Star species: Peatbog field trip – Cairn Table Special Protection Area, Muirkrik
21 enthusiastic explorers from Muirkrik Primary ventured onto the exposed heather moorland of Cairn Table in Muirkirk and learnt about the Hen harrier’s habitat, with the help of Katy Saultie from RSPB Scotland and TCV’s Trainee’s Jenny and Carolyn. They did an excellent job of practising their bird watching skills using sight and sound as well as understanding the problem of habitat loss and fragmentation for the Hen Harrier by playing the Habitat Game!
Star species: Peatbog field trip – SWT Dalmellington Moss
17 sundew enthusiasts from Patna Primary put their plant identification skills to the test on the beautiful SWT Dalmellington Moss peatbog, with the help of SWT Rangers Harry and Lindsay and GSA Biosphere Nic Commbey!
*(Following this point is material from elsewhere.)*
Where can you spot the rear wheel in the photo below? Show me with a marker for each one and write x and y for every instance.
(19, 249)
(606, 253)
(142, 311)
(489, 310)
With eyes to the ground it wasn’t long before they spotted their star species and, using their spotter sheets, discovered the reserve had both Round leaved Sundew and Great Sundew! Using hula-hoops they were then set to the challenge of trying to find 7 other equally unusual bog plants such as bog myrtle, cranberry, cotton grass and bog rosemary – and they succeeded spectacularly in doing so!